Zwischenlagerung

Bis zur Fertigstellung eines Endlagers für hochradioaktive Abfälle in Deutschland werden abgebrannte/bestrahlte Brennelemente zwischengelagert.

Zwischenlager für Kernbrennstoffe bedürfen einer Genehmigung nach § 6 Atomgesetz, welche durch das dafür zuständige Bundesamt für die nukleare Entsorgung (BASE) erteilt werden. In Nordrhein-Westfalen gibt es zwei Zwischenlager für Kernbrennstoffe. Das AVR-Behälterlager am Standort des Forschungszent-rums Jülich und das Brennelemente-Zwischenlager in Ahaus.
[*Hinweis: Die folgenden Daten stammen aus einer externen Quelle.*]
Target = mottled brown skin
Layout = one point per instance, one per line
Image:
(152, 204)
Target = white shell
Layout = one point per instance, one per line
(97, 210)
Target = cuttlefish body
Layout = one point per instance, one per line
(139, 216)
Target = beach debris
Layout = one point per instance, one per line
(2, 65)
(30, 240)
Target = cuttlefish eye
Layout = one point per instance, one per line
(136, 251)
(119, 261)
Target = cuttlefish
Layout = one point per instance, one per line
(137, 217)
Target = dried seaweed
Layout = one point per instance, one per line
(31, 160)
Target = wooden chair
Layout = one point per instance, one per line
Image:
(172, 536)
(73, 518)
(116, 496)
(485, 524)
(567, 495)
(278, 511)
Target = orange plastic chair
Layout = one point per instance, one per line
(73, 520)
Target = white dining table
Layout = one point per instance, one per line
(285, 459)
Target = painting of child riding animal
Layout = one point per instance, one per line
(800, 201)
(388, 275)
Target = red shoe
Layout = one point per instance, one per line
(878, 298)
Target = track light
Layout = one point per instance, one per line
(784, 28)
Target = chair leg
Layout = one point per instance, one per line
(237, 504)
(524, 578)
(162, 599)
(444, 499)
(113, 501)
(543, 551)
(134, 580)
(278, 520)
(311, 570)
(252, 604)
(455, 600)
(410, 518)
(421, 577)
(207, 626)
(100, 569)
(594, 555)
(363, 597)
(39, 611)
Das Ministerium für Wirtschaft, Innovation, Digitalisierung und Energie ist zuständig für die atom-rechtliche Aufsicht über beide Zwischenlager.

AVR-Behälterlager Jülich:

Im AVR-Behälterlager am Standort des Forschungszentrums Jülich (FZJ) werden die abgebrannten Brennelemente aus dem Betrieb des stillgelegten Jülicher Atomversuchsreaktors AVR in 152 Transport- und Lagerbehältern der Bauart CASTOR® THTR/AVR zwischengelagert.

Die vom damaligen Bundesamt für Strahlenschutz (BfS) erteilte Aufbewahrungsgenehmigung nach § 6 Atomgesetz für diese Lagerung endete am 30.06.2013. Die Jülicher Entsorgungsgesellschaft für Nuklearanlagen mbH (JEN) – seinerzeit die Forschungszentrum Jülich GmbH – hat eine weitere Aufbewahrungsgenehmigung beim danach zuständigen Bundesamt für kerntechnische Entsorgungssicherheit (BfE), dem jetzigen Bundesamt für die Sicherheit der nuklearen Entsorgung (BASE) beantragt. Das Genehmigungsverfahren konnte bisher nicht abgeschlossen werden.

Zwischenzeitlich wurde der JEN durch die Anordnung des Wirtschaftsministeriums vom 02.07.2014 auferlegt, die Kernbrennstoffe aus dem AVR-Behälterlager zu entfernen und einem zum Besitz Berechtigten zuzuführen.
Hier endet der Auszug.